In any case, this plot centers around a girl who is found stabbed to death near an old mansion outside of the city. The twist is that she's a doppleganger for Cassie, and she happens to be using Cassie's old undercover identity. It sounds a bit on the soap opera side, you know, like when an evil twin suddenly surfaces and wrecks havoc on things, but it doesn't read that way.

Cassie, who has transferred out of the undercover life and into the numbing hell of domestic violence, is persuaded to go back in undercover, this time posing as Lexie, the dead girl. The detectives are able to come up with some tale for her roommates about how she wasn't really dead---she may have appeared to be dead, but it was hypothermia and now she's in a coma. Cassie watches all of these old videos of the dead girl to get down her voice and her personality, and then she returns to the house where Lexie lived with four other odd graduate students from Trinity College.They've created this comfortable family life in this old but interesting house, and spend their evenings reading or working together to repair the house.
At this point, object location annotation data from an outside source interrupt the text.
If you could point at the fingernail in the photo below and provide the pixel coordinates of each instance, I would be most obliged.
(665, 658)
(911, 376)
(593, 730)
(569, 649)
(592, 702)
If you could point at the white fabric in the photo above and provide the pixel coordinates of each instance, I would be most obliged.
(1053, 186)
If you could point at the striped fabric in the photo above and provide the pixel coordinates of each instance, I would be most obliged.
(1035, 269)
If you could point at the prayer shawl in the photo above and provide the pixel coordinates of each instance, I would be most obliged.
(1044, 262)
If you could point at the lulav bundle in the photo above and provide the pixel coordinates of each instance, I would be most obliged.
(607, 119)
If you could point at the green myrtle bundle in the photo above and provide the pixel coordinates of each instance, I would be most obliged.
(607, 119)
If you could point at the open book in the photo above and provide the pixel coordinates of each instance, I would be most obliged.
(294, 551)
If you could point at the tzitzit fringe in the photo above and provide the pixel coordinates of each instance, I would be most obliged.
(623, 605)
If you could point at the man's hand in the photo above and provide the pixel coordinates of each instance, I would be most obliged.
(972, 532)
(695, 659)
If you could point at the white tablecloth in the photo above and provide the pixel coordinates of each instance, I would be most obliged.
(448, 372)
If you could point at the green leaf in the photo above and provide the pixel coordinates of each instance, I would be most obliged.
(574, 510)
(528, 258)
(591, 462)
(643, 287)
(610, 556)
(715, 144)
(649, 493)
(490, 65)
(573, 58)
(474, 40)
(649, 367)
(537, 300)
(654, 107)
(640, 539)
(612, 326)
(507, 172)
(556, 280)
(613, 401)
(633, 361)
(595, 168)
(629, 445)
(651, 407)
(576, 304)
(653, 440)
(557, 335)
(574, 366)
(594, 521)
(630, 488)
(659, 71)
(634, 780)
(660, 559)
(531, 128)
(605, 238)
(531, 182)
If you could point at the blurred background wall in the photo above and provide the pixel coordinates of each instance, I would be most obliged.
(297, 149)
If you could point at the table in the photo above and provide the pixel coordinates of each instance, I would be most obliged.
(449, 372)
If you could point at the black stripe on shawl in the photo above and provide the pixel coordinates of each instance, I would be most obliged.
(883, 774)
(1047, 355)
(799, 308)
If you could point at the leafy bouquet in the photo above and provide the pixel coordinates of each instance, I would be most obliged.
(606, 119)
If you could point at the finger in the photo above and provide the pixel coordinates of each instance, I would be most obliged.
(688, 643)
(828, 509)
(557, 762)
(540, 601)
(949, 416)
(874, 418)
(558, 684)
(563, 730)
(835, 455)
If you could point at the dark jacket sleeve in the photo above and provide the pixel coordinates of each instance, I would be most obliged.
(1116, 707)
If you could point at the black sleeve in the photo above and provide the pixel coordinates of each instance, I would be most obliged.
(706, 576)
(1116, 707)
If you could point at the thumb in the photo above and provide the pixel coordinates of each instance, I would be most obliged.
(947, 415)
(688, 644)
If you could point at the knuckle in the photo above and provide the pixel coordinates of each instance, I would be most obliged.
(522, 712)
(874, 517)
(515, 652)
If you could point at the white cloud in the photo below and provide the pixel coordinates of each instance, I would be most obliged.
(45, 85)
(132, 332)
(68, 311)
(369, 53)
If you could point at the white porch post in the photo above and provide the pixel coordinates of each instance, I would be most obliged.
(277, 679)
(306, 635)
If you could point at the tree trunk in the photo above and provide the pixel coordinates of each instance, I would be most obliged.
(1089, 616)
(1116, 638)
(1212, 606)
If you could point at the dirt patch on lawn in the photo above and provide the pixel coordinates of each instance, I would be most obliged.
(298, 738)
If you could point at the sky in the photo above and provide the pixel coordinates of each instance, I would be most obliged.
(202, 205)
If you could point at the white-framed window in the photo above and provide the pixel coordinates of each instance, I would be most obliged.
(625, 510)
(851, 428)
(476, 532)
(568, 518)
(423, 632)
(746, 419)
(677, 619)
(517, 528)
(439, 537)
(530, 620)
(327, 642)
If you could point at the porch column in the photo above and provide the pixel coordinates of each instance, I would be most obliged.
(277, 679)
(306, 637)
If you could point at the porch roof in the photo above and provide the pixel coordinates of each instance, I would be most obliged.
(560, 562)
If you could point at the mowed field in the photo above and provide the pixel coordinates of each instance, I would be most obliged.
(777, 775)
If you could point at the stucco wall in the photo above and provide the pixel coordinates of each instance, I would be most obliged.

Cassie immerses herself in their lives and they accept her. Meanwhile, she's trying to figure out who might have stabbed Lexie--could it be someone in this group? An angry ex-boyfriend? Someone who is actually after Cassie, but not Lexie? In the meantime, the detectives on the outside are attempting to puzzle together the identity of this mystery girl, without much luck.

Do you want to know who killed her? It does not come as much of a surprise. What's more interesting is how Cassie falls in love with this life that doesn't belong to her, and these people who are virtual strangers.There is a bit of a fairy tale-like ending, where Cassie gets engaged to her steady, good boyfriend, the case is solved, and she is able to reconnect with one of the members of the house later. And then, if I'm not mistaken, there's a bit of a mystery remaining as to whether or not they caught the right murderer, or if this person took the fall for someone else (here, I'm momentarily resisting the urge to Google what other readers thought of the ending). Overall, I recommend the book, but only if you are interested in reading a thriller that's got a slow burn, and focuses more on the psychology of wanting to be accepted than it does on the motive for murder.